I have a big function, which for the MWE below is called modify_vec
. In it, there are for loops where an operation is performed many times (e.g., for each element of a matrix).
I would like the function to be capable of applying different operations, depending on different given inputs, without using if-else statements within the loop.
From my (limited) understanding of compiler optimizations using SIMD, I would have to: either manually write all possible combinations of the operations for the function, so that the compiler knows at compile-time which operation to optimize for; or using templates somehow.
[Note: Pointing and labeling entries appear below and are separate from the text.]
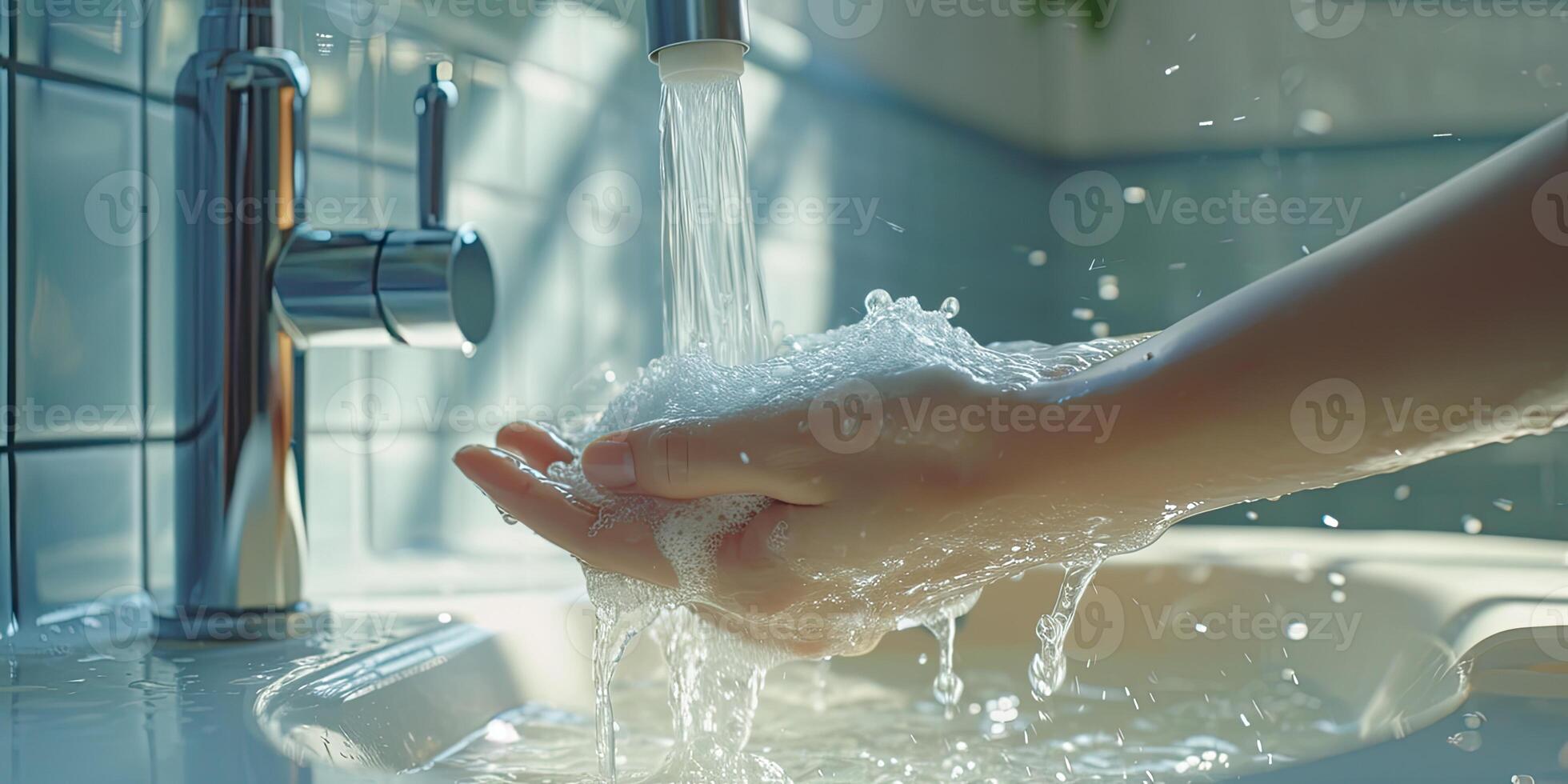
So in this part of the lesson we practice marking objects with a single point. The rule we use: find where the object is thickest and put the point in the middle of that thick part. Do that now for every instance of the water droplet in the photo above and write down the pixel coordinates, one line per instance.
(1468, 741)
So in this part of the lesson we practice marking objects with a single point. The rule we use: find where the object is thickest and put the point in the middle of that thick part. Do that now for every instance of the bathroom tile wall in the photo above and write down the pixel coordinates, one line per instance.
(552, 106)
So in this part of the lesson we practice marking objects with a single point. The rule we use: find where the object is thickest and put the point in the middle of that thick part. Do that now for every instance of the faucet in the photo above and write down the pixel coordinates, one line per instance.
(690, 37)
(261, 287)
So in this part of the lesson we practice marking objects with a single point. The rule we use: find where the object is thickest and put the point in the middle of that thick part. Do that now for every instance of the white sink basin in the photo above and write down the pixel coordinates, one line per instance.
(1270, 646)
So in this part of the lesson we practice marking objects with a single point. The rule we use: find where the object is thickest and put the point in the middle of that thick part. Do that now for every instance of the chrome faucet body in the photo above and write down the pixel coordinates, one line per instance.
(261, 287)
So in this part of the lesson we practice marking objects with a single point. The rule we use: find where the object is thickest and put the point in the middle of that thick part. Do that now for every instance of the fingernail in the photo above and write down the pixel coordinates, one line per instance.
(609, 465)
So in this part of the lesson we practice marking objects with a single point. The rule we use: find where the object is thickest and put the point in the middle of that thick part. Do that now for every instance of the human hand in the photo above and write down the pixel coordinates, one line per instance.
(885, 499)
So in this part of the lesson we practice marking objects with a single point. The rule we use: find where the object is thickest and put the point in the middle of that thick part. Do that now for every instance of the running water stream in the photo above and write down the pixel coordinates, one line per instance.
(718, 359)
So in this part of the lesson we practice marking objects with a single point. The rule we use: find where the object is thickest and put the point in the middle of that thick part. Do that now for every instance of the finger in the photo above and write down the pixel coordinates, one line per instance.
(550, 510)
(540, 447)
(750, 571)
(710, 458)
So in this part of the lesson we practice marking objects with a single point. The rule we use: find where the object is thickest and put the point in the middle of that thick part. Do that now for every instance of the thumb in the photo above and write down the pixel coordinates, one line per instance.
(690, 460)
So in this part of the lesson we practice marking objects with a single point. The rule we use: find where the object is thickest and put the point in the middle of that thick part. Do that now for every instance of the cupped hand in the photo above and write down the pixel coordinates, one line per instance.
(875, 498)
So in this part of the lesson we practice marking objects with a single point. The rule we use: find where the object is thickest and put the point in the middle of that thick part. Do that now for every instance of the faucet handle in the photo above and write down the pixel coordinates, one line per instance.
(431, 106)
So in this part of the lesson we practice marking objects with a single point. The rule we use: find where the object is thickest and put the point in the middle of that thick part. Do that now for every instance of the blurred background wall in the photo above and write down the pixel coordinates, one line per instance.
(934, 135)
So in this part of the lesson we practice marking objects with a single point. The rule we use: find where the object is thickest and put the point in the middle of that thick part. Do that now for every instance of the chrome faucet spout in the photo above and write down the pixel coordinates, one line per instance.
(671, 22)
(264, 287)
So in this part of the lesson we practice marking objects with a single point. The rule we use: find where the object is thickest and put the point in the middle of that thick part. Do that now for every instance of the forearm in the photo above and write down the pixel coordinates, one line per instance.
(1450, 302)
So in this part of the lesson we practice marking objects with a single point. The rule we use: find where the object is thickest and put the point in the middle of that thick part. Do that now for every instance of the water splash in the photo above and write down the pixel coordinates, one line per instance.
(1050, 666)
(712, 278)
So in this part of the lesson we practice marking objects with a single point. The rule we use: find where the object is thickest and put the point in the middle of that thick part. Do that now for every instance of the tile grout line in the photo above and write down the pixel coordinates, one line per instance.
(146, 276)
(10, 315)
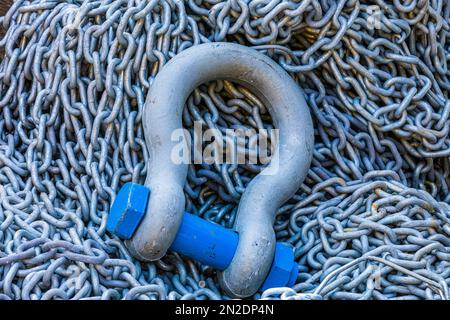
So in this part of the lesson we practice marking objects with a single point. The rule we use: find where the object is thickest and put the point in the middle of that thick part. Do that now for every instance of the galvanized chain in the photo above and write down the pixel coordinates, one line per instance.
(371, 220)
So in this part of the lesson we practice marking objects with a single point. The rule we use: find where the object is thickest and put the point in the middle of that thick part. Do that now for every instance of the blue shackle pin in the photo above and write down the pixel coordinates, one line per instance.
(199, 239)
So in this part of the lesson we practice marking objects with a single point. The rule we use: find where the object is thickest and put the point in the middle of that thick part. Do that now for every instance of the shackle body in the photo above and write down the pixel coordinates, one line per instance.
(215, 246)
(263, 196)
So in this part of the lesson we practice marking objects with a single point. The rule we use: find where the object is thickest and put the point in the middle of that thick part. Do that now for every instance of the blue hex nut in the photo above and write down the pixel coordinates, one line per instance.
(128, 209)
(284, 269)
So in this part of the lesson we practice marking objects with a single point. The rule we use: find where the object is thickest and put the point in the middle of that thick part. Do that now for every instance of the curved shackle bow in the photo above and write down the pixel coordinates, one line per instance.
(265, 193)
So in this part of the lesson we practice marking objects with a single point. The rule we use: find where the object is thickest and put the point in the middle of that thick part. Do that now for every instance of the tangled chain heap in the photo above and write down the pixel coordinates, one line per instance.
(371, 221)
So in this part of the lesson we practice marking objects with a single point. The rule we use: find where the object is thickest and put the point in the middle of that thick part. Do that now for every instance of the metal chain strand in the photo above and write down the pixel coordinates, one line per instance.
(371, 221)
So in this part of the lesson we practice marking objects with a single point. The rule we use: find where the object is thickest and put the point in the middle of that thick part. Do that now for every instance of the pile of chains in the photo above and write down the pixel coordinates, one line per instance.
(371, 220)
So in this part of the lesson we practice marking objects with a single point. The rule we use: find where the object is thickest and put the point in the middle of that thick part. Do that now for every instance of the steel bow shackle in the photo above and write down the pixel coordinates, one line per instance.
(264, 194)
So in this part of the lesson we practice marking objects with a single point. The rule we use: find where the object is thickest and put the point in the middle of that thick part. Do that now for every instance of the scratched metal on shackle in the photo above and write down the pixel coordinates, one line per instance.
(371, 219)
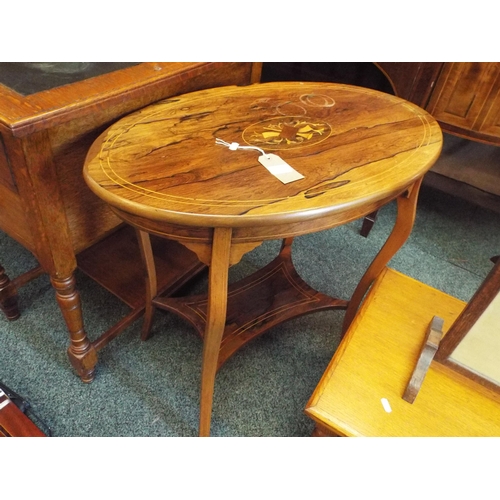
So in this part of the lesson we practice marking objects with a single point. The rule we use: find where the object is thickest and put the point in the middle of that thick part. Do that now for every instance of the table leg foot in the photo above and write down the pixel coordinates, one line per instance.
(8, 297)
(407, 207)
(81, 352)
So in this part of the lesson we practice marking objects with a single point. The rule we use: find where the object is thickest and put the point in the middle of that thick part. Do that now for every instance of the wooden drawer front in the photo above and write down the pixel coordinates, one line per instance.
(462, 91)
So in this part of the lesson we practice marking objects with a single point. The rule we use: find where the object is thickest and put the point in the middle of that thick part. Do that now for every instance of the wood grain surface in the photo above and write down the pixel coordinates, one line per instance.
(354, 146)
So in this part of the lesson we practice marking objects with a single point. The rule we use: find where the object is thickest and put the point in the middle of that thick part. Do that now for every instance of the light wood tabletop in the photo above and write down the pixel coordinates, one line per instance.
(375, 362)
(166, 171)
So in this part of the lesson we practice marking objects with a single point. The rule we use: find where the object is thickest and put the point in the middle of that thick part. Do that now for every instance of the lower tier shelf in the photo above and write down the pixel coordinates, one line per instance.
(272, 295)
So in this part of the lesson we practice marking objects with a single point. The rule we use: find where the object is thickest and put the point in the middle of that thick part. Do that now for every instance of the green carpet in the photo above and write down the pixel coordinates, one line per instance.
(151, 388)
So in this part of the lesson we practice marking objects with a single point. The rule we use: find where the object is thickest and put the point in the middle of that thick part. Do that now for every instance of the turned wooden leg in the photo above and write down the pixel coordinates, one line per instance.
(150, 281)
(8, 297)
(216, 320)
(82, 354)
(407, 207)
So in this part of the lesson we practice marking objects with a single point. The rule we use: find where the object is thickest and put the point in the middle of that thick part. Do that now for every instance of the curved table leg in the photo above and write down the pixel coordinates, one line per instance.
(8, 297)
(81, 352)
(151, 282)
(407, 206)
(216, 319)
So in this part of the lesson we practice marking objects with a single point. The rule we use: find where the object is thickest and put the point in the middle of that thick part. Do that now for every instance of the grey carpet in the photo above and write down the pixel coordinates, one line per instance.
(151, 388)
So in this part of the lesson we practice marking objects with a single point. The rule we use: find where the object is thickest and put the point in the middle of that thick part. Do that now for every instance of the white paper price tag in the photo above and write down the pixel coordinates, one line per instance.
(279, 168)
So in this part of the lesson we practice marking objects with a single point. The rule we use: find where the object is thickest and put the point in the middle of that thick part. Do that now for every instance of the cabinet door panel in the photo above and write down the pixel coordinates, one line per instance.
(462, 91)
(491, 123)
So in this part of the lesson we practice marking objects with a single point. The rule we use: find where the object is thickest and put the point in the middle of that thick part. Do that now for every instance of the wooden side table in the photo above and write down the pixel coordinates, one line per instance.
(47, 124)
(375, 362)
(162, 172)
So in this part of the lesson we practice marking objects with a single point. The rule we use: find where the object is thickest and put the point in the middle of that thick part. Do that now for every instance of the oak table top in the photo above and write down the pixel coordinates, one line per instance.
(162, 171)
(354, 147)
(376, 359)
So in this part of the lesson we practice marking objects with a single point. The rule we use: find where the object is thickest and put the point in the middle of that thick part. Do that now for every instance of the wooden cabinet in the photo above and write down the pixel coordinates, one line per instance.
(45, 133)
(464, 97)
(466, 100)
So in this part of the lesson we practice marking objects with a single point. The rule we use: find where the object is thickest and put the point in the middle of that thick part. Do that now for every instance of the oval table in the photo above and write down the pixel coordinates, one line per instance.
(161, 170)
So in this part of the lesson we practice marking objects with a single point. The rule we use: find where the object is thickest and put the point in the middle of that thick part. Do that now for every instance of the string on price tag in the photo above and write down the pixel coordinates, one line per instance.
(273, 163)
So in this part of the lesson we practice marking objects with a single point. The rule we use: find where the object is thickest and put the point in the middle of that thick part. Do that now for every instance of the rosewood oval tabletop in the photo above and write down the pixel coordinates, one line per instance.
(188, 168)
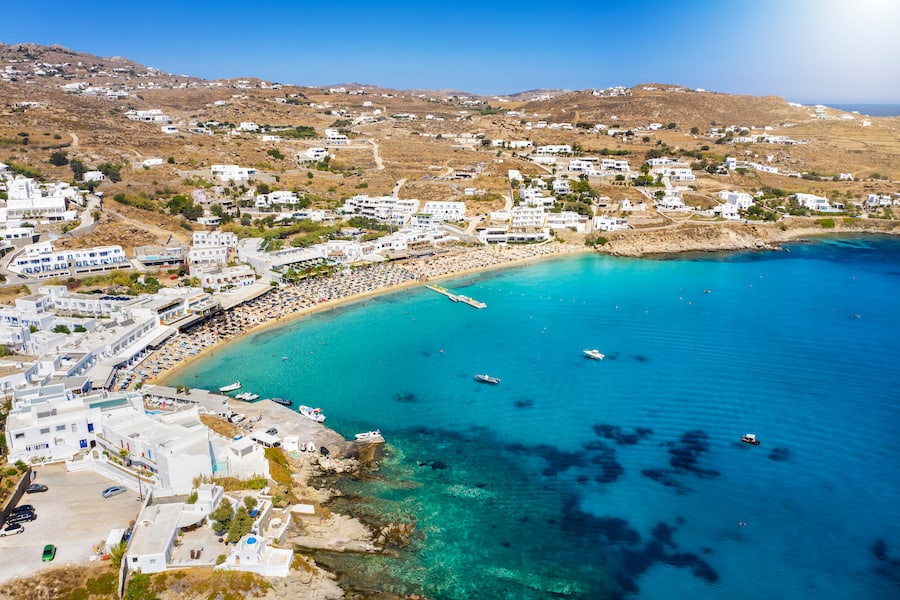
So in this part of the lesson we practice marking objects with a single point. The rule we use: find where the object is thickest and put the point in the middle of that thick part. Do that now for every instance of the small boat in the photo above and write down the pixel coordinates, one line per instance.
(231, 387)
(370, 436)
(312, 413)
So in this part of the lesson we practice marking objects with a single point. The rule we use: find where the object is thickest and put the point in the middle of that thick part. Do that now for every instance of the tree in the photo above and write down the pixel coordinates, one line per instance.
(223, 515)
(59, 159)
(241, 524)
(112, 172)
(78, 169)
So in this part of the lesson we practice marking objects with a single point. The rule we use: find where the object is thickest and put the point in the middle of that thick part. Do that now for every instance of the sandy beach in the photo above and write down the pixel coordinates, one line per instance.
(292, 301)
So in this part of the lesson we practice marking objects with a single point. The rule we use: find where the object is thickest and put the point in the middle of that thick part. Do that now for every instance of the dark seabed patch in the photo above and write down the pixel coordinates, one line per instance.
(779, 454)
(637, 557)
(557, 460)
(685, 455)
(619, 435)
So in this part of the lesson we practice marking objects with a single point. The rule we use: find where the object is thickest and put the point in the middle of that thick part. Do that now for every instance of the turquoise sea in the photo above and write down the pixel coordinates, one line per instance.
(576, 478)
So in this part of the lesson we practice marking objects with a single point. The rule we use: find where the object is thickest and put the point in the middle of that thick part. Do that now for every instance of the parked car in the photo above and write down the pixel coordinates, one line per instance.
(49, 553)
(21, 517)
(12, 529)
(113, 490)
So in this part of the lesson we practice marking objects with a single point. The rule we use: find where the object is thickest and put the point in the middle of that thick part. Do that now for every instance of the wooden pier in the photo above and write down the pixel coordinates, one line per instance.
(457, 297)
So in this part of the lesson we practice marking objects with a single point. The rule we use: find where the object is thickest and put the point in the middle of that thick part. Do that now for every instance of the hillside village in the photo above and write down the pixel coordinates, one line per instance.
(144, 213)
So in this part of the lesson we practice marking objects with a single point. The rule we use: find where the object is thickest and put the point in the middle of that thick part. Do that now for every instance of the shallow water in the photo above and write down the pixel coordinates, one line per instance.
(598, 479)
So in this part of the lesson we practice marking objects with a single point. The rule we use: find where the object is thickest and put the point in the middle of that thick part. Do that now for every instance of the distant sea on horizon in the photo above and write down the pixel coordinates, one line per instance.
(872, 110)
(621, 478)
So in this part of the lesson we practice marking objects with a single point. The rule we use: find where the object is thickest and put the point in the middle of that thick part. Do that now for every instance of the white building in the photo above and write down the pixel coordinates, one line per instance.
(154, 115)
(445, 211)
(527, 217)
(40, 260)
(582, 165)
(253, 554)
(223, 278)
(813, 202)
(671, 201)
(232, 172)
(312, 154)
(386, 209)
(613, 164)
(742, 200)
(566, 219)
(562, 186)
(553, 149)
(334, 138)
(607, 223)
(47, 203)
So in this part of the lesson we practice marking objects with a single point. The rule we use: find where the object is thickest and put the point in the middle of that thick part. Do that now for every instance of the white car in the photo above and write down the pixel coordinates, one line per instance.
(113, 490)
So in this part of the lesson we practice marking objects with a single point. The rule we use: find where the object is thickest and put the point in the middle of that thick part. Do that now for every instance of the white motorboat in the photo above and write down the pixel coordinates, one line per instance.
(231, 387)
(370, 436)
(312, 413)
(750, 438)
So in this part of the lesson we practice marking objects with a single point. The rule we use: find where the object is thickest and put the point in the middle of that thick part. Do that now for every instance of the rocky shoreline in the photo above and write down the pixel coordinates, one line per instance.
(709, 237)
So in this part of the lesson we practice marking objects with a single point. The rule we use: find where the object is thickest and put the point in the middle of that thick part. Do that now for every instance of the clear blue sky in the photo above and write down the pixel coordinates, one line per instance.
(803, 50)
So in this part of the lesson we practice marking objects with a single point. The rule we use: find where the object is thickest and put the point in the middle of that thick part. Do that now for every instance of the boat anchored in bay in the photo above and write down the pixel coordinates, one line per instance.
(312, 413)
(750, 438)
(230, 387)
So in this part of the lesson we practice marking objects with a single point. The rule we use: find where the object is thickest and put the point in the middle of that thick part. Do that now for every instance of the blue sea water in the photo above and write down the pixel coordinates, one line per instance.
(623, 477)
(872, 110)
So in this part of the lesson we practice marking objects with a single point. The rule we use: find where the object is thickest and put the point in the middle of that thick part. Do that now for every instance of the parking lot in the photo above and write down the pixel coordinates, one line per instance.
(72, 514)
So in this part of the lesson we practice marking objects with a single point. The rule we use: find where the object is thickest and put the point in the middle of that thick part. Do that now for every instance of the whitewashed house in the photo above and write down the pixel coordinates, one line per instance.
(607, 223)
(220, 278)
(742, 200)
(813, 202)
(231, 172)
(566, 219)
(445, 211)
(40, 260)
But I do not know how to perform this using templates. Instead, I've tried with std::map<const int, const std::function>
.
Below are some code snippets and a MWE, which can also be seen in Compiler Explorer: https://godbolt.org/z/z777aq5ab.
Bonus question: since none of my actual vectors are defined at compile-time, does "constexpr" even help?
A version of modify_vec
that only works for a specific order of operations, where p
is an argument common to all possible operations.
void modify_vec(std::vector<double> &inp_vec,
const std::vector<double> &p) {
const auto n = inp_vec.size();
for (auto i=0; i<n; ++i) {
inp_vec[i] = inp_vec[i]*p[0]+3.; // this is operation 1 in the MWE
}
for (auto i=0; i<n; ++i) {
inp_vec[i] = inp_vec[i]/p[1]-4.; // this is operation 2 in the MWE
}
}
My attempt at generalizing it, with only two distinct operations, although more may be used in my actual problem:
// Are these functions inlined with GCC+11?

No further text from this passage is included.